POOL: That being said, some of your members were in Charlottesville. 

TARRIO: I was in Charlottesville. 

POOL: So, what was that all about? Were you the very fine people that Trump was talking about? 

TARRIO: I think I was the very fine people that Trump was talking about actually. I actually went there in a media capacity to record. I also felt a type of way about tearing down statutes, period. Whether you -- they're a work of art. They're supposed to make you feel a sort of way. And I felt like there were protesters on both sides, there was protesters on the other side that felt like they needed to take the statute down. But that didn't mean that there were people on both sides that weren't utter garbage. And usually the people on both sides that were utter garbage were the ones sitting in the back and they waited. They waited till, like, the end of the event to start these clashes. I saw it with my own eyes. Heather Heyer lost her life. Right? But I saw an antifa black bloc with a broken flagpole trying to, you know, harpoon somebody and the only reason that they weren't successful is cause that guy was wearing a plate carrier. Or else it would've been two deaths. I mean, I'm talking that this guy was ramming it full speed at him. And luckily it was broken up. And state police was, like, maybe ten feet away. And he just turned his back to this. 

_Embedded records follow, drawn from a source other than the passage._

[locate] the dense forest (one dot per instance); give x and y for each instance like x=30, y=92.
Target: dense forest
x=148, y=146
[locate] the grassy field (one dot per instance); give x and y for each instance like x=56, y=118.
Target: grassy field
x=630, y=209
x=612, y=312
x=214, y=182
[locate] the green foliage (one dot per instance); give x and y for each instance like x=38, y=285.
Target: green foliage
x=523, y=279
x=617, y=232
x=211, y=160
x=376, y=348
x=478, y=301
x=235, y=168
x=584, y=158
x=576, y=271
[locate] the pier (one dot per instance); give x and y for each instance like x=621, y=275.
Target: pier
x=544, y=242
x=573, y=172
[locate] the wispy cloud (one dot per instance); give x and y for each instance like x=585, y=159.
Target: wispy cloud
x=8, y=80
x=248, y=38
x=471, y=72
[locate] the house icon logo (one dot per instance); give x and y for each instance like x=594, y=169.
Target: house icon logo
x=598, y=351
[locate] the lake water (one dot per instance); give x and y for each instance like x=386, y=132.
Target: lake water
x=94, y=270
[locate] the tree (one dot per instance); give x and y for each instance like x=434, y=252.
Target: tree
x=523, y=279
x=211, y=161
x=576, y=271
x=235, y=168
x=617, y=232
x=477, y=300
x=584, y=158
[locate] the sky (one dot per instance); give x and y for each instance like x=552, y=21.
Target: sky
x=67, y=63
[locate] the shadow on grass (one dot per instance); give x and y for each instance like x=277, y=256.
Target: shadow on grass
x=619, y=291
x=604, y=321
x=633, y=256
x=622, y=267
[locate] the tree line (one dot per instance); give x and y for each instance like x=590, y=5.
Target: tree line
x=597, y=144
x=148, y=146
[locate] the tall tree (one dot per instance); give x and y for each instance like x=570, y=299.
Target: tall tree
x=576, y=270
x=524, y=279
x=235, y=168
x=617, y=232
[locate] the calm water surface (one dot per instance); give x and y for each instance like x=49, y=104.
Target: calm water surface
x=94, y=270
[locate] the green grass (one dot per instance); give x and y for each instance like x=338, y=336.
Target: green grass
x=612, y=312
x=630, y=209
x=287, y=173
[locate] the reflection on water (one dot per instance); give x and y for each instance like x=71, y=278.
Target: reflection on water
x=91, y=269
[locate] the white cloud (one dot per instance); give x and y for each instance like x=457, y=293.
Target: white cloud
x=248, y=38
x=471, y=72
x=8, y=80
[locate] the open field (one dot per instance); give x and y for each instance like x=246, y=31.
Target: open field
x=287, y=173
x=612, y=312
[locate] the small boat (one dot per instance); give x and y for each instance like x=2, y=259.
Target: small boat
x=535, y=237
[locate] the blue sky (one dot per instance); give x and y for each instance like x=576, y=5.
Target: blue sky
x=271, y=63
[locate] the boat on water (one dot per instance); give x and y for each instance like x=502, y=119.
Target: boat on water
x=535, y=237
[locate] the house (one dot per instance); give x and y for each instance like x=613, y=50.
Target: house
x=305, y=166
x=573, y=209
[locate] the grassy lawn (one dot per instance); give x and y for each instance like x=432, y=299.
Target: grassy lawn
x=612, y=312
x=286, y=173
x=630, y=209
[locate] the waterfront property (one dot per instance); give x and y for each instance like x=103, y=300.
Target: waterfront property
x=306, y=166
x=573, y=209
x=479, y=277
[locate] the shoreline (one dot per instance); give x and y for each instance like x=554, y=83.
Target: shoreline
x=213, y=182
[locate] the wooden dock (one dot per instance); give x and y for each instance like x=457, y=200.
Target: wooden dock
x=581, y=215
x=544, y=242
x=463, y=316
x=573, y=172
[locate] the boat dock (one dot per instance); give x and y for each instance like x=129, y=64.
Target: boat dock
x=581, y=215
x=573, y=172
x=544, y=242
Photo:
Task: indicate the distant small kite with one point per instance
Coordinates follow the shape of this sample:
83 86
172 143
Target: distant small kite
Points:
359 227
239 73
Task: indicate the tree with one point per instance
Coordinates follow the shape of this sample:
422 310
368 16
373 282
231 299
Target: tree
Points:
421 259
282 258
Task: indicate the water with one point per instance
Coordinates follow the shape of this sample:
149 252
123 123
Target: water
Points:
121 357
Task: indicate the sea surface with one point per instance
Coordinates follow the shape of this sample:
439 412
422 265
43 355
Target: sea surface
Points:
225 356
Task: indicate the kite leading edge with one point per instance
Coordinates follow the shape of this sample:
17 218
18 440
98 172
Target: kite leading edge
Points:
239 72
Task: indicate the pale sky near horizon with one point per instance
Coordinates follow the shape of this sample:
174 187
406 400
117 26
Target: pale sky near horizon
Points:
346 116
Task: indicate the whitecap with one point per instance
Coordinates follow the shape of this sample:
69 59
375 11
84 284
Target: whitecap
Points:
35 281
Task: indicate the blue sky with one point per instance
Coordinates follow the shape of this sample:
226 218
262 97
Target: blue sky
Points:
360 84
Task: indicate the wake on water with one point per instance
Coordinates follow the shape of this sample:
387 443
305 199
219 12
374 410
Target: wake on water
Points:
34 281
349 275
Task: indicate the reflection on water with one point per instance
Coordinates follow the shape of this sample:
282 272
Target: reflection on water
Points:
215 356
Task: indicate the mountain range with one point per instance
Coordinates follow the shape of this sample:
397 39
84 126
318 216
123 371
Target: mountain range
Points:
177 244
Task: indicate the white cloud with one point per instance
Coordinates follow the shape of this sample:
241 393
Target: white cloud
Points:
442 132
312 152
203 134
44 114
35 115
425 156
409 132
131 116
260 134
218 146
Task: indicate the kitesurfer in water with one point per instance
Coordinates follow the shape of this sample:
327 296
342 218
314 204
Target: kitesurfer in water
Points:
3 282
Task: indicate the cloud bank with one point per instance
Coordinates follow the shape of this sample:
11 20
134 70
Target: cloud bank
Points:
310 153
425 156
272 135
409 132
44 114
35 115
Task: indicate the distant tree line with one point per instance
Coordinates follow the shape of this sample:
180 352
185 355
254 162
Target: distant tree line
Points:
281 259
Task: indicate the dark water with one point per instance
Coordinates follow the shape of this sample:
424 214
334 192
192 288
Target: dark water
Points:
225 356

So that, let police do their job - sometimes it just doesn't work. Sometimes you have to step in. And I'm not saying to be a vigilante. I'm not telling anybody to be a vigilante. And I don't think you should be a vigilante. But sometimes we can do something and we can be smarter. 

Tarrio also downplayed the threat from white nationalist groups. He claimed that “most of these ethnonationlist groups are really not a threat” and most white supremacists just stay in their “basement.”

Video file

Citation From the October 12, 2020, edition of Timcast IRL streamed on YouTube

ENRIQUE TARRIO (GUEST): So, the white supremacist moniker comes, I guess, like the scariest of scary. It's -- people think, like, Nazis are, like, the boogeyman. That's, like, the thing that people, like, accusing other people of -- I forgot, it's Godwin's Law --


TARRIO: You heard of that? So the more -- you heard of this? So Godwin's Law is the more me and you argue, the higher the chances that one of us is going to use a reference to Nazi Germany on each other. So then, you know, the lighter version of that, the light version of Nazi, is white supremacy. And you said there is a lot of scary groups. And I agree there probably is. But most of these ethnonationlist groups are really not a threat. They really don't leave the friggin' basement, they don't leave their house. I haven't seen, besides in Charlottesville I did see some, I haven't seen, like, a scary white supremacist Nazi dude. Except when I was in prison and, like, real white supremacists, like the Aryan Brotherhood is there because they'll stab you in the neck. And these antifa guys, they want to dox, like, white supremacists. Why haven't they doxxed -- I'll tell you why they haven't doxxed the Aryan Brotherhood, because they're going to get stabbed in the neck if they do. 

If this sounds familiar, recall that Fox News’ Tucker Carlson claimed that the threat of white supremacy was a “hoax” on his prime-time show.

FBI Director Christopher Wray recently testified that racially motivated extremism by mostly white supremacists constitutes the largest domestic terror issue in the nation.